Ambassador Dr Brendon Hammer
Permanent Representative of Australia
Eighth session of the Conference of the Parties to the UN Convention against Transnational Organized Crime
18 October 2016
Madam President, the Australian delegation congratulates you on your election as chair of the Conference, and looks forward to working with you – and the Extended Bureau – during the week.
The UN Convention against Transnational Organized Crime (UNTOC) and its Protocols are a cornerstone of international cooperation to combat transnational crime. Not only is their near universal ratification a strong statement of shared political commitment, but they provide the practical tools for counties to cooperate. Australia strongly encourages States Parties to make use of the UNTOC as a basis for international cooperation and to ensure their Central Authorities have the powers and resources they need to fully implement its provisions.
The effectiveness of formal international cooperation can be greatly enhanced by informal networks. The regional Asset Recovery Interagency Networks are a great example. These regional networks enable our investigators, prosecutors and policy makers to quickly and easily share information and intelligence to ‘follow the money’. They assist practitioners in understanding how laws, such as proceeds of crime legislation, work in other countries. These channels of communication are vital to making sure formal arrangements, such as mutual legal assistance, work in practice.
The UNTOC is a remarkably flexible instrument and we should be looking to use it to fight all forms of transnational organized crime – both established and emerging. Wildlife trafficking is a serious and growing problem around the world. It not only threatens biodiversity but has a serious impact on people’s livelihoods, on economic development and on national security. The UNTOC can serve as the basis for all forms of cooperation to combat wildlife trafficking – we do not need a new instrument to do this. Australia encourages all States Parties to ensure that illicit trafficking in wildlife products and the illegal exploitation of wild flora and fauna is criminalised as a ‘serious crime’.
Organised crime continues to evolve and so must we. The global nature of cybercrime means that international partnerships are crucial to ensure there are no safe havens for cyber criminals, to stop cyber-attacks and to track down perpetrators. Australia is committed to investing in these global relationships and to raising the cyber security capacity of our region. We were pleased to support the UNODC to deliver training in Bangkok this month for judges, prosecutors and investigators from around Southeast Asia regarding digital evidence and cybercrime.
To combat these constantly changing threats we must continue to share information and invest in research. The recent publication of the Pacific regional Transnational Organized Crime Threat Assessment is a significant contribution to understanding the transnational crime threats in this region – including illicit drugs, environmental crimes, and small arms trafficking. But this is not just a Pacific issue – as the report makes clear, the region is well and truly part of the global illicit economy.

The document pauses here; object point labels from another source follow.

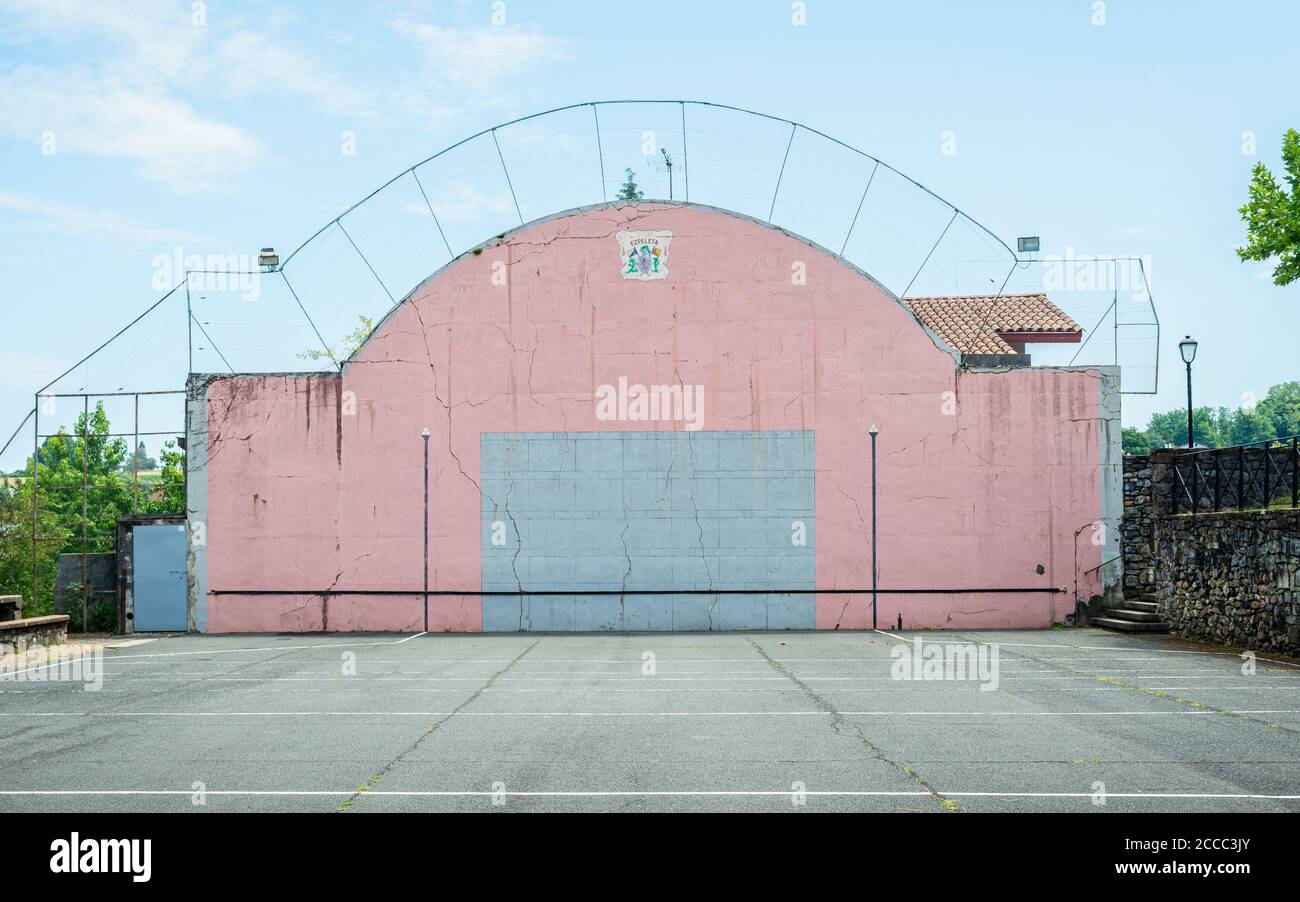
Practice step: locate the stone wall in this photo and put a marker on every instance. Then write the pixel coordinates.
(1135, 533)
(1231, 577)
(47, 631)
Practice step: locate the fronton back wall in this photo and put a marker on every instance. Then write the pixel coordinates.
(549, 471)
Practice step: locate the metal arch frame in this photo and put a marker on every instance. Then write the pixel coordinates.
(596, 105)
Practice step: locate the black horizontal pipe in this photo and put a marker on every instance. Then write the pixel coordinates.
(628, 592)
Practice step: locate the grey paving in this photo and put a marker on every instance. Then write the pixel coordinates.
(1079, 720)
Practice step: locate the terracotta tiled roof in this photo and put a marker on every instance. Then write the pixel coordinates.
(976, 325)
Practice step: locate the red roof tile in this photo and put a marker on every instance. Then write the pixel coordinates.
(976, 324)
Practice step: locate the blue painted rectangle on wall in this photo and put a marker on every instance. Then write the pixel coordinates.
(648, 511)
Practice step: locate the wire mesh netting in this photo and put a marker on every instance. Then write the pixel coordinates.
(308, 313)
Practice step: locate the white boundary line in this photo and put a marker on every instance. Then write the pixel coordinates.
(635, 714)
(783, 793)
(922, 636)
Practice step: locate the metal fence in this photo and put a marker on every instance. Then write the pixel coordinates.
(1253, 476)
(73, 498)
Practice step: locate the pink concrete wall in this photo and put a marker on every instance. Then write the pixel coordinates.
(313, 481)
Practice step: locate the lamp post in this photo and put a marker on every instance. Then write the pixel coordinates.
(1187, 348)
(874, 432)
(424, 434)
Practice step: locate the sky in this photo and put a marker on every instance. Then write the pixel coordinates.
(152, 130)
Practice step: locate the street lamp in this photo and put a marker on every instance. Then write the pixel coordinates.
(1187, 347)
(874, 432)
(424, 434)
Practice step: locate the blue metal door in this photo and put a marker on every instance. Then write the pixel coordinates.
(160, 579)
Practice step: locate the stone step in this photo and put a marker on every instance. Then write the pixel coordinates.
(1129, 625)
(1136, 615)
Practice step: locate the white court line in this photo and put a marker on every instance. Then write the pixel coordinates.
(706, 692)
(1080, 647)
(212, 651)
(785, 793)
(633, 714)
(575, 681)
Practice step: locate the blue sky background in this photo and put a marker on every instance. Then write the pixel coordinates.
(1125, 137)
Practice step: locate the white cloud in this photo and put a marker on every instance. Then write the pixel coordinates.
(128, 98)
(169, 141)
(480, 59)
(462, 203)
(29, 215)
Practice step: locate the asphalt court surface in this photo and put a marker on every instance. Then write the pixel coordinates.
(1079, 720)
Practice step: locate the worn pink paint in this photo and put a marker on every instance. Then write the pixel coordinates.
(313, 481)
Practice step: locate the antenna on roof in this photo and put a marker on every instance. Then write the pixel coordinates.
(664, 167)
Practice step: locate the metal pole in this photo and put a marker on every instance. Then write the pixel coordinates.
(35, 478)
(135, 462)
(874, 432)
(425, 436)
(85, 512)
(189, 325)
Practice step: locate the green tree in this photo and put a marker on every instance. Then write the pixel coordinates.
(629, 190)
(1135, 441)
(1273, 216)
(1277, 416)
(16, 547)
(139, 460)
(347, 347)
(169, 494)
(1282, 408)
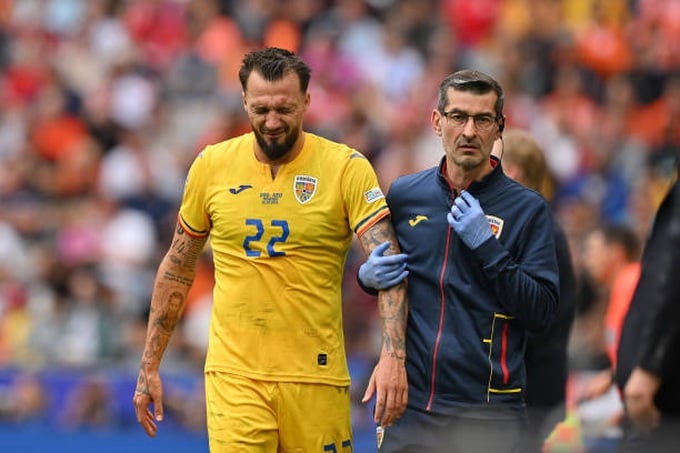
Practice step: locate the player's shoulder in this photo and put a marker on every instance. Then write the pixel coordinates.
(414, 179)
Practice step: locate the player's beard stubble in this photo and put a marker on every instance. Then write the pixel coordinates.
(275, 150)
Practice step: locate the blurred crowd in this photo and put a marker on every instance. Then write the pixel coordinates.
(105, 103)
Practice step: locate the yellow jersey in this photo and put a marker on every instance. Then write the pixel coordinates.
(279, 246)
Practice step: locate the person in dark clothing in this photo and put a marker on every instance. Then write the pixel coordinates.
(546, 353)
(648, 371)
(482, 273)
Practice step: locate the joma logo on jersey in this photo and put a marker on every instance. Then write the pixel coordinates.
(496, 224)
(304, 187)
(270, 198)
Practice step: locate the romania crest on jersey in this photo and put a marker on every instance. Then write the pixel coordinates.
(304, 187)
(496, 224)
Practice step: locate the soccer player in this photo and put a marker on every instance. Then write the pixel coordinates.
(280, 206)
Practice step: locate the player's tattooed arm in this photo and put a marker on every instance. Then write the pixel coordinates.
(172, 284)
(388, 382)
(392, 303)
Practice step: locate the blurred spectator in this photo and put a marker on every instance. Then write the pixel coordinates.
(611, 259)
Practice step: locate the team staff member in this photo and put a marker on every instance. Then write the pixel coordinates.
(482, 272)
(280, 206)
(648, 371)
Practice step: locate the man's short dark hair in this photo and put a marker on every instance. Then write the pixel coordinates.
(273, 64)
(474, 81)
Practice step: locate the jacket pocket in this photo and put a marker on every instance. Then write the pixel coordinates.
(504, 353)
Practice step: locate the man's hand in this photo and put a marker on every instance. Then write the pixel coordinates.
(381, 272)
(468, 220)
(638, 397)
(149, 390)
(389, 383)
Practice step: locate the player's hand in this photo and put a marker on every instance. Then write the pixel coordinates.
(380, 271)
(469, 221)
(638, 397)
(149, 390)
(388, 382)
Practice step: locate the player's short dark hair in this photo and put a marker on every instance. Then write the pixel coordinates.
(273, 64)
(474, 81)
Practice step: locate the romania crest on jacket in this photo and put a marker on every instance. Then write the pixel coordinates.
(496, 224)
(304, 187)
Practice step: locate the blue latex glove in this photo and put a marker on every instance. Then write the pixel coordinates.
(468, 220)
(381, 272)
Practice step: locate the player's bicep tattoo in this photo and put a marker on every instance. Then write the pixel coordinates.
(379, 233)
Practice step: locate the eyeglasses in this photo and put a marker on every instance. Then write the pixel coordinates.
(483, 122)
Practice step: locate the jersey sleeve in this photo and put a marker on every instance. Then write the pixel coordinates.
(193, 215)
(363, 196)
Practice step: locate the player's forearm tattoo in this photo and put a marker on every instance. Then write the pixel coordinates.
(167, 320)
(173, 282)
(392, 303)
(142, 383)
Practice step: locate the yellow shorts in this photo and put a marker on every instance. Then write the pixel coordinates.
(246, 415)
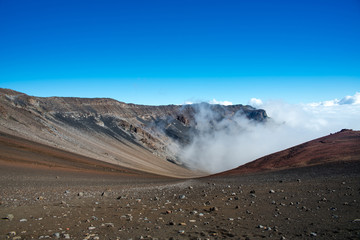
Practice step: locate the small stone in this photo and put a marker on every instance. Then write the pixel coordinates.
(9, 217)
(181, 196)
(66, 236)
(109, 224)
(105, 194)
(212, 209)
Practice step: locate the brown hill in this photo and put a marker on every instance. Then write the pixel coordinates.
(341, 146)
(131, 136)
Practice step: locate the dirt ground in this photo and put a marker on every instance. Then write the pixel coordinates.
(321, 202)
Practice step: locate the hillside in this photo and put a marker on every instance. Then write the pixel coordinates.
(132, 136)
(342, 146)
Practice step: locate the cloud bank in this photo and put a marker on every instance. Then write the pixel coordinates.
(227, 144)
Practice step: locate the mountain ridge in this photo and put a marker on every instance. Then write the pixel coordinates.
(133, 136)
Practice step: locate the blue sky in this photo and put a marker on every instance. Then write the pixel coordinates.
(170, 52)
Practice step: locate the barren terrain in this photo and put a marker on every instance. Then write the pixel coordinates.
(74, 168)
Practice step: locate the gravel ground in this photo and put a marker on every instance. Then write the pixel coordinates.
(308, 203)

Australia looks forward to cooperating with the UNODC and others to support the region in tackling this security and economic challenge.
Corruption and money laundering are key enablers of other transnational organised crimes. The London Anti-Corruption Summit in May was a strong statement of global political will to stamp out corruption. Australia supported a strong package of commitments at the Summit, including further funding for UNODC and UNDP programs in Asia and the Pacific aimed at strengthening implementation of the UN Convention Against Corruption. Australia is also committed to safeguarding the integrity of our financial system. We recently completed a comprehensive review of our anti-money laundering and counter-terrorism financing regime to better respond to new and emerging threats.
Understanding the interrelationship between gender and crime is vital to the effectiveness of any response. Australia is pleased to be hosting a side-event at the Conference with our partners from Mexico, Indonesia, Republic of Korea and Turkey which will highlight the importance of integrating a gender perspective into domestic and international efforts to combat transnational organised crime. We strongly support the efforts of the UNODC to mainstream gender in its work and the important contribution it can make towards the ultimate goal of achieving gender equality.
The review mechanism for the UNTOC will again be a key issue for discussion at this Conference. Australia thanks the Chair of the second open‑ended intergovernmental meeting, the Ambassador of Jordan, for his efforts. Australia remains committed to establishing an efficient, effective and economical mechanism to help countries to get the most out of the UNTOC. We look forward to working with other States Parties towards a consensus approach. It is better that we take our time to get the mechanism right, rather than agree to a mechanism that fails to deliver on its objectives.
In closing, Madam President, the Australian delegation looks forward to working with you, States Parties and other participants throughout the week as we work to tackle these, and other, pressing transnational organised crime challenges.